You can not manage what you do not measure. This post breaks down how to implement simple job costing for your plumbing business to see exactly which jobs make you money and which ones are silent profit killers. We cover how to track technician hours, material costs, and overhead against every invoice.

Why Most Plumbers Skip Job Costing (And Why That Is a Mistake)

The most common excuse is time. Tracking labor hours, material costs, and overhead for every single job sounds like a nightmare when you are already working 10-hour days. But here is the thing: you do not need a perfect system. You need a good-enough system that gives you visibility into the numbers that matter.

The second excuse is that the business is "doing fine." Revenue is growing, there is cash in the bank, and the trucks are busy. But revenue is not profit. A plumbing business doing a million dollars in revenue with thin margins is less valuable and less sustainable than one doing $600,000 with healthy margins.
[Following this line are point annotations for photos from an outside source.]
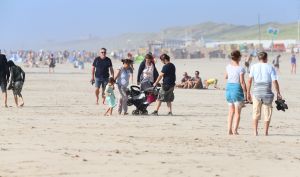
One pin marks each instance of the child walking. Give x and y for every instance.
(110, 96)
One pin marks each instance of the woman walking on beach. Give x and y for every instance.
(17, 79)
(122, 78)
(147, 73)
(293, 64)
(235, 91)
(110, 96)
(264, 77)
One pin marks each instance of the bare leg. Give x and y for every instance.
(255, 125)
(267, 125)
(106, 113)
(230, 118)
(158, 105)
(97, 95)
(110, 111)
(22, 100)
(16, 100)
(169, 104)
(237, 116)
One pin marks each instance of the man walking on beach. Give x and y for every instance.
(263, 75)
(4, 76)
(100, 73)
(166, 93)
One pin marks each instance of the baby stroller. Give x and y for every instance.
(141, 99)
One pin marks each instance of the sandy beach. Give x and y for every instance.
(61, 132)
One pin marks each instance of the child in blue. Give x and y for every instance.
(110, 96)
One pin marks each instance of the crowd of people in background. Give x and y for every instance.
(262, 77)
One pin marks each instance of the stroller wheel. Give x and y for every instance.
(135, 112)
(144, 112)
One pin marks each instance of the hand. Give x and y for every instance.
(279, 97)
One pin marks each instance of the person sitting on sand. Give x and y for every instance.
(195, 82)
(209, 82)
(17, 79)
(184, 81)
(110, 96)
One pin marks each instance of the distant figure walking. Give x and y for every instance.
(276, 62)
(100, 73)
(122, 79)
(235, 91)
(293, 64)
(264, 77)
(4, 76)
(166, 93)
(17, 79)
(110, 96)
(51, 63)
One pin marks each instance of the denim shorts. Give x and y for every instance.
(101, 82)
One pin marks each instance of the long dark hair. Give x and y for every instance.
(10, 63)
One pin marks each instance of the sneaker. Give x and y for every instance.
(154, 113)
(170, 114)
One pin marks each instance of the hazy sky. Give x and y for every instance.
(29, 22)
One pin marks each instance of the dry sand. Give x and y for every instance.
(61, 132)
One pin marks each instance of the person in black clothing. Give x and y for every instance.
(100, 73)
(166, 93)
(17, 79)
(147, 73)
(4, 76)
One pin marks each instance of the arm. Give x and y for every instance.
(93, 73)
(23, 75)
(243, 84)
(141, 68)
(111, 71)
(11, 77)
(117, 74)
(249, 88)
(226, 75)
(276, 85)
(158, 79)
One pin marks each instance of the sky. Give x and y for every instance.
(28, 23)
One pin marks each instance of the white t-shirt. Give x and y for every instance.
(233, 73)
(263, 72)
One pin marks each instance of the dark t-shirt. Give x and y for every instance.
(4, 71)
(102, 67)
(169, 77)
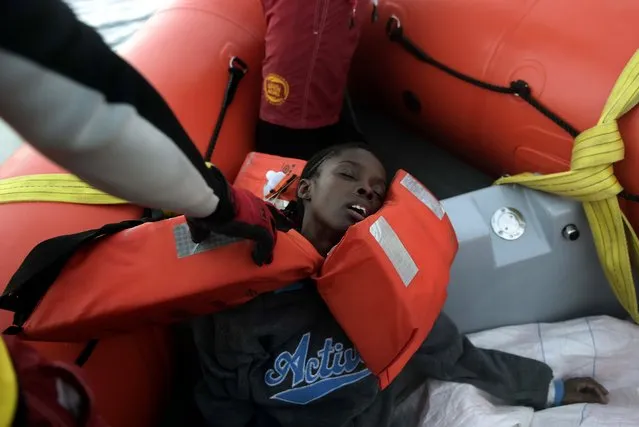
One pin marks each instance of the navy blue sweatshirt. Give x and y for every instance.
(282, 360)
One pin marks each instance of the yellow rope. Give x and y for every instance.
(591, 179)
(8, 387)
(61, 188)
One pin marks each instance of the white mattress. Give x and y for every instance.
(602, 347)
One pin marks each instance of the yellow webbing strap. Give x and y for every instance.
(591, 180)
(56, 187)
(8, 387)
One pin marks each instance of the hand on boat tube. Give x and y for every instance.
(584, 390)
(239, 213)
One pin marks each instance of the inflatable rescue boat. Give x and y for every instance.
(505, 86)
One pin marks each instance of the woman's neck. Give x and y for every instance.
(320, 238)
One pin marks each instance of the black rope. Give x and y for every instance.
(86, 352)
(518, 88)
(237, 70)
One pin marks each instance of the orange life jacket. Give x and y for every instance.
(385, 282)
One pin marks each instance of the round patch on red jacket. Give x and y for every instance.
(275, 89)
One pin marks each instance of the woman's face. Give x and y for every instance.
(347, 188)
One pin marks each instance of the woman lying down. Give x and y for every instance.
(251, 354)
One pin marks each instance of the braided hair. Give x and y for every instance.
(294, 211)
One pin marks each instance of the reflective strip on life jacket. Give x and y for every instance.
(386, 281)
(153, 273)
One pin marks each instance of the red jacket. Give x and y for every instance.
(51, 394)
(309, 46)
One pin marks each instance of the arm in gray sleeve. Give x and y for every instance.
(79, 103)
(448, 356)
(108, 145)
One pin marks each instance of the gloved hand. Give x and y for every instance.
(239, 214)
(584, 390)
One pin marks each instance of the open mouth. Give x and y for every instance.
(358, 211)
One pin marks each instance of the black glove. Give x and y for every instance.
(239, 214)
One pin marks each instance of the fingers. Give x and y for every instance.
(591, 387)
(585, 390)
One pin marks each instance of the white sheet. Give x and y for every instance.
(602, 347)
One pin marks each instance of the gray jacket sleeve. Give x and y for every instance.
(88, 110)
(446, 355)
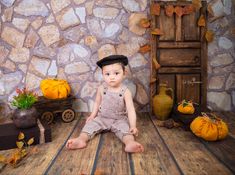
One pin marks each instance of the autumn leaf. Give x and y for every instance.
(145, 23)
(188, 9)
(144, 49)
(2, 158)
(209, 35)
(156, 31)
(30, 141)
(21, 136)
(20, 144)
(197, 4)
(156, 64)
(202, 21)
(155, 9)
(179, 11)
(169, 10)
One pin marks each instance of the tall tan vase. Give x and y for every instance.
(163, 103)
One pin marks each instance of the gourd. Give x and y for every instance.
(209, 128)
(55, 88)
(186, 107)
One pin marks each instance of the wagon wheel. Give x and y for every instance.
(48, 117)
(68, 115)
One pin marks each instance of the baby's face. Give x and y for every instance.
(113, 74)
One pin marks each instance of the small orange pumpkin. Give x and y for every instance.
(55, 89)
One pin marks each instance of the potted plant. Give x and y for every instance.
(25, 115)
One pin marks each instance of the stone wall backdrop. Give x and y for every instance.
(65, 38)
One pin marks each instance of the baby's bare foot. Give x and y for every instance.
(76, 143)
(134, 147)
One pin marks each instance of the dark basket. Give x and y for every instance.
(185, 119)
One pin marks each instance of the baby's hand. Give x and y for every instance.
(134, 131)
(89, 118)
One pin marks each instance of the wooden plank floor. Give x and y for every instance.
(167, 151)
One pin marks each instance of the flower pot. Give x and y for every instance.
(25, 118)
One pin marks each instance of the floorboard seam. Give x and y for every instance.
(97, 154)
(177, 165)
(217, 157)
(61, 148)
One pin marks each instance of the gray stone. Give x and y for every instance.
(76, 67)
(9, 82)
(227, 6)
(32, 81)
(89, 89)
(21, 23)
(111, 30)
(94, 27)
(81, 12)
(131, 5)
(137, 60)
(225, 43)
(72, 52)
(105, 13)
(216, 82)
(45, 52)
(221, 60)
(32, 8)
(31, 39)
(67, 18)
(49, 34)
(7, 3)
(20, 54)
(221, 100)
(58, 5)
(230, 83)
(75, 34)
(12, 36)
(39, 66)
(53, 70)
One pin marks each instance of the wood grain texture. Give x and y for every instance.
(40, 161)
(190, 154)
(112, 159)
(156, 158)
(76, 161)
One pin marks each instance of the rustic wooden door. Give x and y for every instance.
(181, 51)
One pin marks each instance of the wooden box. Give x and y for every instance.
(9, 134)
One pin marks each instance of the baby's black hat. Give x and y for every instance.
(112, 59)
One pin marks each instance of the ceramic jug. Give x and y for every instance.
(163, 103)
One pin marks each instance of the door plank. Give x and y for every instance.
(179, 57)
(191, 155)
(112, 158)
(40, 161)
(76, 161)
(156, 158)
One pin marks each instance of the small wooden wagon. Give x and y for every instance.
(48, 108)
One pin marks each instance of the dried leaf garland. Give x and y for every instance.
(202, 21)
(169, 9)
(144, 49)
(188, 9)
(179, 11)
(144, 22)
(197, 4)
(155, 9)
(157, 31)
(209, 35)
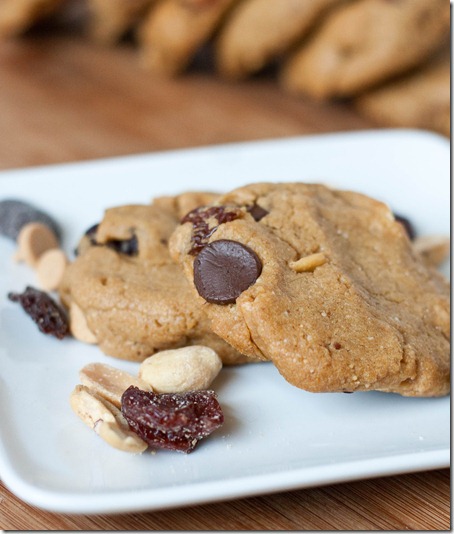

Job costing is how you find out which one you are.

The Three Components of Job Cost

Every plumbing job has three cost components, and you need to track all three to get an accurate picture.

1. Labor (The Real Number)

This is not just the technician's hourly wage. It includes payroll taxes, workers comp insurance, benefits, and paid time off. When you add all of that up, a technician making $30/hour actually costs you $40-$45/hour. That is the number you need to use in your job cost calculations.

2. Materials (At Your Cost)

Many plumbers make the mistake of tracking materials at what they charge the customer, which inflates apparent profitability. Track what you paid for the parts, then calculate your markup separately. This tells you your true material margin.

3. Overhead (The Hidden Cost)

This includes truck costs (fuel, insurance, maintenance, payments), office costs (rent, utilities, software), and marketing costs. The simplest way to allocate overhead: divide your total monthly overhead by the number of billable hours your team works. That gives you an overhead cost per hour to add to every job.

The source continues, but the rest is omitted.